(下)包囲網狭める経済界 知事の表明秒読み段階、苫市議会にさらなる「同意」

  • IR迫る判断, 特集
  • 2019年11月21日
苫小牧市議会臨時会閉会後に報道陣の取材に答える岩倉市長=10月28日午後10時半過ぎ、市役所
苫小牧市議会臨時会閉会後に報道陣の取材に答える岩倉市長=10月28日午後10時半過ぎ、市役所

 10月28日午後10時半過ぎ、苫小牧市議会臨時会が9時間半に及ぶ異例の審議を終えて閉会した。カジノを含む統合型リゾート施設(IR)の環境影響調査費を計上した補正予算案と、議員提案によるIR誘致推進の決議案の2件を審議。どちらも賛成多数で可決されたが、終了後に岩倉博文市長は取り囲んだ報道陣に対して「(IR誘致に向けて)まだスタートラインにも立っていない」と冷静に答えた。

 その言葉の背景にはIRが日本で前例の無い事業という特殊事情がある。IR整備法では国に対する誘致認定申請の手続きを都道府県、または政令指定都市に限定。誘致を推進する苫小牧市にとっては道の決定が大前提となるが、鈴木直道知事がその是非を「年内に判断する」と表明したのは10月2日の道議会。市は、環境調査に係る予算確保や議会決議も得てきたが、過熱する国内誘致レースの中では「スタート前」の足踏み状態にすぎない。

 誘致表明をした大阪府・大阪市や長崎県、和歌山県が事業者選定を進め、国内では具体的な検討が日を追うごとに加速している。推進派の道内経済団体は他の候補地から出遅れることを懸念。「早期の誘致表明を」と道に対して強く要望するなど、決断を迫る包囲網は着実に狭まっている。

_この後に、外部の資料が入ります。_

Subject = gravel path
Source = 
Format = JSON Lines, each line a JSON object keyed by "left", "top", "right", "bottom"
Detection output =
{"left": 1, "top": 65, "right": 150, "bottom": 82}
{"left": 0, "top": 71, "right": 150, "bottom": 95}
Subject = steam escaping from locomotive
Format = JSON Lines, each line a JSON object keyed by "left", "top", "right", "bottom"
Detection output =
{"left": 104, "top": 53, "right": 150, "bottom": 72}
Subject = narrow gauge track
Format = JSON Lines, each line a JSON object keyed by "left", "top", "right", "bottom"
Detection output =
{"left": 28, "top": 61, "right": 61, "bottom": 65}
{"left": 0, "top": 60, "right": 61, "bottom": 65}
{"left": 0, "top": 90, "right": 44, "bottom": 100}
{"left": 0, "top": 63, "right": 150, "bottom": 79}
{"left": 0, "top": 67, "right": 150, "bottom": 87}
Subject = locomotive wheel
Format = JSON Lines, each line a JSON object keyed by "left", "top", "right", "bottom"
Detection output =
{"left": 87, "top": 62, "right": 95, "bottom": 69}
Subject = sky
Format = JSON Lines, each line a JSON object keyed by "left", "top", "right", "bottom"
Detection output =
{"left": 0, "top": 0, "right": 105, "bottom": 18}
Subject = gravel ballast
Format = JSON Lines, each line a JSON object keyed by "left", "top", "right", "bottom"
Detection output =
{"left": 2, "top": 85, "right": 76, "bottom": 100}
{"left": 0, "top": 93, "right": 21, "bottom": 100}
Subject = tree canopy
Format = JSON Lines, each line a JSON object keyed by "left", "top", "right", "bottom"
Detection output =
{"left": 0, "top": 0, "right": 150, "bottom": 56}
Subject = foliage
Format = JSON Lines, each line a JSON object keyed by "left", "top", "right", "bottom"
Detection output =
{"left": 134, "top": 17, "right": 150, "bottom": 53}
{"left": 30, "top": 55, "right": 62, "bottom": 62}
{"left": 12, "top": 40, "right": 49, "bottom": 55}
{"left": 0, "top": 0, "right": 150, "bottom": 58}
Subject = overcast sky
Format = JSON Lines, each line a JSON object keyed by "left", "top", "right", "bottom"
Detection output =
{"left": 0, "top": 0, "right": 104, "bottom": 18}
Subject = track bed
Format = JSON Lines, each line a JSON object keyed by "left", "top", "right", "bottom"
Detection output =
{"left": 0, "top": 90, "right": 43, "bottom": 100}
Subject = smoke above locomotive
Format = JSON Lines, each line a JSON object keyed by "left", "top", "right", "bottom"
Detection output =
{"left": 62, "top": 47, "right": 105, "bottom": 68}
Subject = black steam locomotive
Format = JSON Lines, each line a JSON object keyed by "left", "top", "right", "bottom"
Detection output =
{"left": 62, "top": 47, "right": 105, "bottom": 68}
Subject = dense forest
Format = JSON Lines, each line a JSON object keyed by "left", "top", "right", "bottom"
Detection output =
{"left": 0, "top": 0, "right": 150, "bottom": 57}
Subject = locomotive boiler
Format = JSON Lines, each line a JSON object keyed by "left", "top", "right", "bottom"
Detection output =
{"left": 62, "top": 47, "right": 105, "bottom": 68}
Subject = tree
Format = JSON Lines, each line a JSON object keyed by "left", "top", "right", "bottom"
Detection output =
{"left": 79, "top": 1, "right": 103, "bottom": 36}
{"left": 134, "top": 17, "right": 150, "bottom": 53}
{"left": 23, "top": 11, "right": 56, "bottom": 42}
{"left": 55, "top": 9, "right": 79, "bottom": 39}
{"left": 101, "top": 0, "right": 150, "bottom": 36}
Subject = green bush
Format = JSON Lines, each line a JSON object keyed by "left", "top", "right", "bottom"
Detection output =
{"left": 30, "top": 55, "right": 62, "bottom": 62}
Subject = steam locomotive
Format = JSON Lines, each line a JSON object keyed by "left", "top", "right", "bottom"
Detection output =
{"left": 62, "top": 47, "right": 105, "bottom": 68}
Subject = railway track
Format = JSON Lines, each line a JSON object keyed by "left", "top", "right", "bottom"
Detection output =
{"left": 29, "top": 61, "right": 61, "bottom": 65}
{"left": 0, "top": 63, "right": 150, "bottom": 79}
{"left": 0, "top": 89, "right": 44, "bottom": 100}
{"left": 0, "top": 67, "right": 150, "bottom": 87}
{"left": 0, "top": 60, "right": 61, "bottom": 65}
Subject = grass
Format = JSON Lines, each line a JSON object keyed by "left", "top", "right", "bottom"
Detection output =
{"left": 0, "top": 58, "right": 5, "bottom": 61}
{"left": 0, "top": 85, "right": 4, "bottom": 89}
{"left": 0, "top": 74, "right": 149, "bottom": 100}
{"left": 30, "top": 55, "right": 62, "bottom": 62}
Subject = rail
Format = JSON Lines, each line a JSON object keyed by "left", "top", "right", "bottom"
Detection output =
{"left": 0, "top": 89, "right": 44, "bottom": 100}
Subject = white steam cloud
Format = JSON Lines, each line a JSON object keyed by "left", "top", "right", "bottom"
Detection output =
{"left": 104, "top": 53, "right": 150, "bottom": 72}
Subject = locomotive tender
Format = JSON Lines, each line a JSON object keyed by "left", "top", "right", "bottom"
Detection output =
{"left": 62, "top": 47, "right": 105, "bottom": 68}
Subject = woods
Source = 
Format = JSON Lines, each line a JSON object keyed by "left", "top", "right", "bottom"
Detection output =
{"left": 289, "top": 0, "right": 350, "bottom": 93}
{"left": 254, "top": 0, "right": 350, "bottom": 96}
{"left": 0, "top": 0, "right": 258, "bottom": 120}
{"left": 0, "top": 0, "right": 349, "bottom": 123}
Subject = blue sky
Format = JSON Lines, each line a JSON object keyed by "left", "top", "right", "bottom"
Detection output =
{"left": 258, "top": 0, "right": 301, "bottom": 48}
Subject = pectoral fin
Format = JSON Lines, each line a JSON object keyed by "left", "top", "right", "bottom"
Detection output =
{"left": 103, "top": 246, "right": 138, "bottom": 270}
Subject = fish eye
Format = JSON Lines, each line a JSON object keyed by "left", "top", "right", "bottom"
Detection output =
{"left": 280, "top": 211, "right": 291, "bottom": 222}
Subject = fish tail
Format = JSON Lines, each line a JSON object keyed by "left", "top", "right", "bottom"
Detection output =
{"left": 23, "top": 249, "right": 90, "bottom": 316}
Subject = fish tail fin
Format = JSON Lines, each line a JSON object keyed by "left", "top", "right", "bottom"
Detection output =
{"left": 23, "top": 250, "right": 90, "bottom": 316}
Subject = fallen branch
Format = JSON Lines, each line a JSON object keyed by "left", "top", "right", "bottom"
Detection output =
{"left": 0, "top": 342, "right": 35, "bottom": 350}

 さらに道の態度表明の遅れは、苫小牧市民の理解が進まない状況も生んでいる。市が行ってきたセミナーでは、多くの市民がIR事業の規模や経済効果、インフラ整備、ギャンブル依存症対策などの情報を求めた。しかし、具体的な内容は道が誘致表明後、IR事業者とつくる区域整備計画で示されるため、現時点で市は詳細内容を説明できないのが実態だ。

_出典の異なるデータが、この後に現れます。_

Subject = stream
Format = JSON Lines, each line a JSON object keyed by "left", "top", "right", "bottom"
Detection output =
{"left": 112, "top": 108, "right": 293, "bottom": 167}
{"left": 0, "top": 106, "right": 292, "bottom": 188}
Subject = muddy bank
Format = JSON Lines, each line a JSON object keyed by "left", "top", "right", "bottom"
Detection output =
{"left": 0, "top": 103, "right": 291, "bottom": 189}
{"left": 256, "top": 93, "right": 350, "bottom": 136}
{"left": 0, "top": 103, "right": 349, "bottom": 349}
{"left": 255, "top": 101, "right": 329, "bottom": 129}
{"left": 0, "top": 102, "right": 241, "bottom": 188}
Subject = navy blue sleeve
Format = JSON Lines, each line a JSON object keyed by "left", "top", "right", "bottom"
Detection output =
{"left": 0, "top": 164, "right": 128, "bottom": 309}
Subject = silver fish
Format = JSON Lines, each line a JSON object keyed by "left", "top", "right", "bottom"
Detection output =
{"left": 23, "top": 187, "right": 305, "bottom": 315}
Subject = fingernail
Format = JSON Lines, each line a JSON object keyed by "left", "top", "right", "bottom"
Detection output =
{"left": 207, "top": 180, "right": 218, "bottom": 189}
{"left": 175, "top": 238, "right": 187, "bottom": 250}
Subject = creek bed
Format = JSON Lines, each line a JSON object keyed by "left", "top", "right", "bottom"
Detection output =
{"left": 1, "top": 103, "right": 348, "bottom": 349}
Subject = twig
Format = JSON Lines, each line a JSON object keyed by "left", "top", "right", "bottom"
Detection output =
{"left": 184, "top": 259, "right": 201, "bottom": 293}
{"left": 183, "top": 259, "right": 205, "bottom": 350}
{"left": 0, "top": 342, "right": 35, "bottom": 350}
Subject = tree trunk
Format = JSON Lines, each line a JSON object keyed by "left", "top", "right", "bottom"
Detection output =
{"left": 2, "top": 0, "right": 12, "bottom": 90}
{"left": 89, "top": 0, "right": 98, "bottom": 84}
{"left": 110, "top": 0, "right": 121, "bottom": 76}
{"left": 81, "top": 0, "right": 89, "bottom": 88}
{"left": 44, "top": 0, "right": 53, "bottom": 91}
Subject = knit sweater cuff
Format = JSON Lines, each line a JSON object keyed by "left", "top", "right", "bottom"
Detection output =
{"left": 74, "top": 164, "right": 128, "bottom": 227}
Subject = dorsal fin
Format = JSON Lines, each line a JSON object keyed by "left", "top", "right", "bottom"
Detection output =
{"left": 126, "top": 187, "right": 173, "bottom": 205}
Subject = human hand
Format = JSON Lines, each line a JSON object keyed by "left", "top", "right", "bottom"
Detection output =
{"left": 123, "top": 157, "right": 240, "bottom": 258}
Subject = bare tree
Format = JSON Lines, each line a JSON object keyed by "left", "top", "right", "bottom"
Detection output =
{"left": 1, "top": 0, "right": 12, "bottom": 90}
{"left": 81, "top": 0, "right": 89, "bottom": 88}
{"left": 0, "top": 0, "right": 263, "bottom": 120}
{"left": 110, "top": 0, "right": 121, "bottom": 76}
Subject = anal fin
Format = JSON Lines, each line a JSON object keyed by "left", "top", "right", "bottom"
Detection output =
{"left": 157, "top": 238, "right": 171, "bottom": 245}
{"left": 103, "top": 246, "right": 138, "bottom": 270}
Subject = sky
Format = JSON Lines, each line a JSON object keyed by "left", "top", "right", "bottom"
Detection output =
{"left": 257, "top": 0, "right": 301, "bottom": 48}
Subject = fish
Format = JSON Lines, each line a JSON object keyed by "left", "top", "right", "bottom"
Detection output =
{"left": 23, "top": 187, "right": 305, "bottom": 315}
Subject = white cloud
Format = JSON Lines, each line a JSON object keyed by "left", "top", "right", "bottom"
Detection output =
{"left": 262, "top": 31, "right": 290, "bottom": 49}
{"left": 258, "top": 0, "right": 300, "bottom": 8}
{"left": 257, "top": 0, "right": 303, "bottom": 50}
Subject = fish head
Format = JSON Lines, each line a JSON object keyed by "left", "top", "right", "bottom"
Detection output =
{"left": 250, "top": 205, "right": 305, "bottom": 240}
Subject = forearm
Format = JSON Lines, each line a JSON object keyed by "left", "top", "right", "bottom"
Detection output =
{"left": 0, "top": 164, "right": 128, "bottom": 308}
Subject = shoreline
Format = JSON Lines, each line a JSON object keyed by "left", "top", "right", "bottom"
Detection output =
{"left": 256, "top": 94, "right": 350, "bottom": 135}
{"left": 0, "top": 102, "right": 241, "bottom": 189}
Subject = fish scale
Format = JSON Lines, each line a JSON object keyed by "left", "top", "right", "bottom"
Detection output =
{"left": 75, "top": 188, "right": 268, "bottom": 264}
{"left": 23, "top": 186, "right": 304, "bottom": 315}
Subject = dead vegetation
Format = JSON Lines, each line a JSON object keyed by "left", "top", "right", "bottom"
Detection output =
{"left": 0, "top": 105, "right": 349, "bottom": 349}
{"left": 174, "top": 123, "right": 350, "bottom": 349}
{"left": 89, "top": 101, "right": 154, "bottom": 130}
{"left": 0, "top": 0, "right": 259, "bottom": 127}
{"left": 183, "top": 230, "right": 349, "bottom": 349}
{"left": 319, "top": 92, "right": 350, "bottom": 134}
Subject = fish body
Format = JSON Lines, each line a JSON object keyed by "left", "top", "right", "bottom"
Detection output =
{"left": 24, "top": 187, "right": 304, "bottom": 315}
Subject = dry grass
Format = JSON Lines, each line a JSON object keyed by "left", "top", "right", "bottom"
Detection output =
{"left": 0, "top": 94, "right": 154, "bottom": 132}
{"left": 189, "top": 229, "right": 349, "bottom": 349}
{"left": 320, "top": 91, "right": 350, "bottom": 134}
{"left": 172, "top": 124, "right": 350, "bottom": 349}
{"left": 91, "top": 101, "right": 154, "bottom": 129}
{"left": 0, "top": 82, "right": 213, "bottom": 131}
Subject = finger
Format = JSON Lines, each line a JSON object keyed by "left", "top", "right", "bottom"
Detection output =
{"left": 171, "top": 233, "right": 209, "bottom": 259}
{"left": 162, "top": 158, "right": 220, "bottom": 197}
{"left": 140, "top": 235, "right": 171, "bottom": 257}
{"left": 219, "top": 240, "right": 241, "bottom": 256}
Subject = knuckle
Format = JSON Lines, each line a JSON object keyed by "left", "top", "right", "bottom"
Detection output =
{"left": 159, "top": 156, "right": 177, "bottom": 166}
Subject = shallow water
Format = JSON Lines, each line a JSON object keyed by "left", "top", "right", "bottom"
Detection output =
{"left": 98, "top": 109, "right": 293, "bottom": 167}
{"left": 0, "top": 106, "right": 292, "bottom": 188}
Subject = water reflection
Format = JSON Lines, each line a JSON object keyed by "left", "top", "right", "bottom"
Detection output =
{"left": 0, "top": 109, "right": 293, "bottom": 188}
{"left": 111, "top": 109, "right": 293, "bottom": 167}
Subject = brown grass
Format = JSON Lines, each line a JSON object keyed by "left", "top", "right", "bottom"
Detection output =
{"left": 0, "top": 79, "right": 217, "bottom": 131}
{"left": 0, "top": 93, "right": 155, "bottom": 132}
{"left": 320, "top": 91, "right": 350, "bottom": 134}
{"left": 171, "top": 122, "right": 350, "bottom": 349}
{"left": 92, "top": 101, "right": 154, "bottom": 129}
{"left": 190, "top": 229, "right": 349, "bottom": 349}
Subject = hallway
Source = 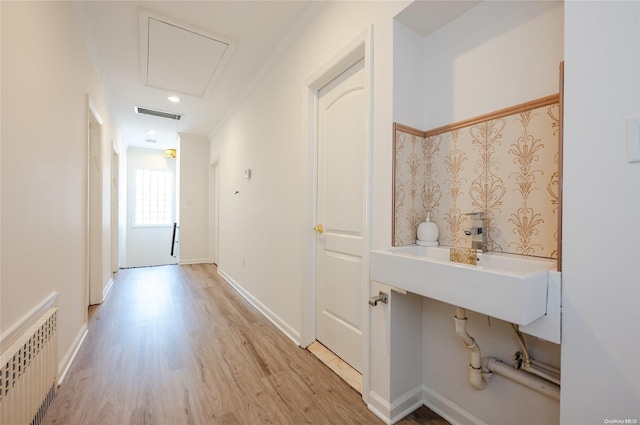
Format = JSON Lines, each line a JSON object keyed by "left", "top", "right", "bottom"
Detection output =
{"left": 42, "top": 265, "right": 446, "bottom": 424}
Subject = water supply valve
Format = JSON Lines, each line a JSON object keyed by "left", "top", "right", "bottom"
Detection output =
{"left": 369, "top": 291, "right": 388, "bottom": 307}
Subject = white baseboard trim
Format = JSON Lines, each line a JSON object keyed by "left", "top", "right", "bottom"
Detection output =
{"left": 57, "top": 324, "right": 88, "bottom": 386}
{"left": 103, "top": 277, "right": 114, "bottom": 301}
{"left": 390, "top": 386, "right": 425, "bottom": 424}
{"left": 423, "top": 385, "right": 486, "bottom": 425}
{"left": 217, "top": 267, "right": 300, "bottom": 345}
{"left": 367, "top": 391, "right": 393, "bottom": 424}
{"left": 0, "top": 292, "right": 59, "bottom": 349}
{"left": 369, "top": 385, "right": 485, "bottom": 425}
{"left": 367, "top": 386, "right": 424, "bottom": 425}
{"left": 178, "top": 258, "right": 210, "bottom": 265}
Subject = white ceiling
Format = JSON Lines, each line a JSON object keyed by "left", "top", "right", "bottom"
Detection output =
{"left": 394, "top": 1, "right": 481, "bottom": 37}
{"left": 74, "top": 1, "right": 326, "bottom": 150}
{"left": 141, "top": 12, "right": 234, "bottom": 99}
{"left": 74, "top": 1, "right": 483, "bottom": 152}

 また、道がIRを誘致すると判断した場合でも、さらに手続きは必要になる。IR整備法では「地域における十分な合意形成」を求めており、国への認定申請を行う前に道議会の議決と立地市町村の同意を得ることが条件になる。岩倉市長はこの「同意」を市議会の議決で判断する方針で、10月の臨時会で可決された誘致推進決議とは異なる形で市議会に諮る考えを表明している。

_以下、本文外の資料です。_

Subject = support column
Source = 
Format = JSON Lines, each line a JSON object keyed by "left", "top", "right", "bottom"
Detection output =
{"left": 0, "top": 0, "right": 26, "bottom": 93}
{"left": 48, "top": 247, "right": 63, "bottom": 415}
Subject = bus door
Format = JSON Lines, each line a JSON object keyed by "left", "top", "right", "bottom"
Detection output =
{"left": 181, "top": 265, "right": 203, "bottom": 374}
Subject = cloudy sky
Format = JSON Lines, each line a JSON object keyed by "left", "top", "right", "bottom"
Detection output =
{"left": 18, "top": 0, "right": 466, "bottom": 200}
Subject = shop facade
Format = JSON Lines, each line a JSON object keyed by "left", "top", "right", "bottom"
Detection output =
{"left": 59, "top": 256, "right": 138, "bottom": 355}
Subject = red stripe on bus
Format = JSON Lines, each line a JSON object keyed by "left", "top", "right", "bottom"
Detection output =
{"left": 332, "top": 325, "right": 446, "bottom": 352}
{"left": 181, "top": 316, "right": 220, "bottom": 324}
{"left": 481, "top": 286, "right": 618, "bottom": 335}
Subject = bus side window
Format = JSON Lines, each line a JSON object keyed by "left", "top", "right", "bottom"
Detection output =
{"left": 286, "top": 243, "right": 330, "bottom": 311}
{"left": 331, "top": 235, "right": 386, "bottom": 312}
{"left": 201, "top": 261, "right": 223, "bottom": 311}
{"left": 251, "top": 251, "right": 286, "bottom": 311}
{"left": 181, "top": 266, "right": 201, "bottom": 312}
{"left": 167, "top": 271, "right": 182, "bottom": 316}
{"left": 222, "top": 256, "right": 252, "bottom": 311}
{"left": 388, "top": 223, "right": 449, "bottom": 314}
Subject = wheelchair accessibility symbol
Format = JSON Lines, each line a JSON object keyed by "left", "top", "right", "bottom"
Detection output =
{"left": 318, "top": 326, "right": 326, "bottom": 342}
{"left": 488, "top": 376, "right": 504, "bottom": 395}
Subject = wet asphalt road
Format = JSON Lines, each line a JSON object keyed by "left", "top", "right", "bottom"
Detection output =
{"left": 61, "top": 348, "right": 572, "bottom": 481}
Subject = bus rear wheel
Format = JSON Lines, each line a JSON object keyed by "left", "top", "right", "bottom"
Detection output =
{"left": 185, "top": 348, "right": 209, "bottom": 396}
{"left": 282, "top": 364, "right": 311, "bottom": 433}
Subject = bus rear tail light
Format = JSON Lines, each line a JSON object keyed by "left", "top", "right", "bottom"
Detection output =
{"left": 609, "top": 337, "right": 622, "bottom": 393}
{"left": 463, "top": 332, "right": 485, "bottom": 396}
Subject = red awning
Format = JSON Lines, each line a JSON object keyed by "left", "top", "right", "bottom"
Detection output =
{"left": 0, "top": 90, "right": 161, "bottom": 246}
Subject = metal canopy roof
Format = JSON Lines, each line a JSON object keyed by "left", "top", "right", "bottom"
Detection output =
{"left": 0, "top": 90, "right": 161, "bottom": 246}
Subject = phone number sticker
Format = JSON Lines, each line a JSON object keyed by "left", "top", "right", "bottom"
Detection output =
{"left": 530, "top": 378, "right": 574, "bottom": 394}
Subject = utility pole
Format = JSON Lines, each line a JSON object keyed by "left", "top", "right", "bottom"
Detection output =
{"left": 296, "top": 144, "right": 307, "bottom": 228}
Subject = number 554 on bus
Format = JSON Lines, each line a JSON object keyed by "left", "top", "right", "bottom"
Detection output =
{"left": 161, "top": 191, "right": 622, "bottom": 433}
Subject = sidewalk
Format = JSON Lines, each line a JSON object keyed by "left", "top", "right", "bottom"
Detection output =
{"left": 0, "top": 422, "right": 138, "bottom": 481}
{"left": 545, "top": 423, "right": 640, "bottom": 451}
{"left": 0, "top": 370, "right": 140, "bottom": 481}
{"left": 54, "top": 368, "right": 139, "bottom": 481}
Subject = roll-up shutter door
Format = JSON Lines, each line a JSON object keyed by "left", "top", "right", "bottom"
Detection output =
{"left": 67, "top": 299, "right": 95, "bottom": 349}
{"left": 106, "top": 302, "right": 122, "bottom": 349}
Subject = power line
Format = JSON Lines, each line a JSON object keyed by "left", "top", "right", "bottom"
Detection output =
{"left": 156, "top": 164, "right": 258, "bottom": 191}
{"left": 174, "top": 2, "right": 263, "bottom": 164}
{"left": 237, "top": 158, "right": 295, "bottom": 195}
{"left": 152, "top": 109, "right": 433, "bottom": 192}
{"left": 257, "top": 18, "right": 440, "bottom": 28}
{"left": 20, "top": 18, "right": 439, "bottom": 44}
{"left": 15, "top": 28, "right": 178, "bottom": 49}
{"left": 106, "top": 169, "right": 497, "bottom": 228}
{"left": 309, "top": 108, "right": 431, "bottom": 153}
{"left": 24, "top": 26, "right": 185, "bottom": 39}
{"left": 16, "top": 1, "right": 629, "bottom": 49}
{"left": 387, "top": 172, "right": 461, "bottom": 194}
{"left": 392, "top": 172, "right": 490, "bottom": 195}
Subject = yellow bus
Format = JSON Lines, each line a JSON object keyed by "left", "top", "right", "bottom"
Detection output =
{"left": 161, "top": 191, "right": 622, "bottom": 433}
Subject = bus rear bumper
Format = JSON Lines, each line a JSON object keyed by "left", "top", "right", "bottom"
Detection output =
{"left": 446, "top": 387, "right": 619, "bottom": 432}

 国が示すIRの開発プランは国内3カ所が上限で、早ければ2020年代半ばの開業が想定されている。今月19日には政府が、自治体によるIR誘致の申請期間を21年1月4日から同7月30日までとする日程を公表。今後1年間は計画検討に充てられるようスケジュール設定をしたが、苫小牧市の担当者は誘致が決まっていない現状も踏まえて「余裕がある期間とは言えない」と指摘する。

 経済効果や雇用創出などに期待が集まる一方、治安悪化や環境影響への不安が交錯するIR。北海道の未来をどう描くのか、鈴木知事の判断は秒読み段階に入っている。

 北海道経済連合会と道商工会議所連合会、道経済同友会、道観光振興機構の4団体は10月21日、道に早期のIR誘致表明を促す緊急共同宣言を発表し、「北海道のIRを考える会」も設置した。11月5日には、道商工会連合会、道商店街振興組合連合会、道建設業協会、道中小企業団体中央会を加えた8団体で、道議会最大会派の自民党・道民会議の全議員で構成するIR検討調査会にも協力を要望した。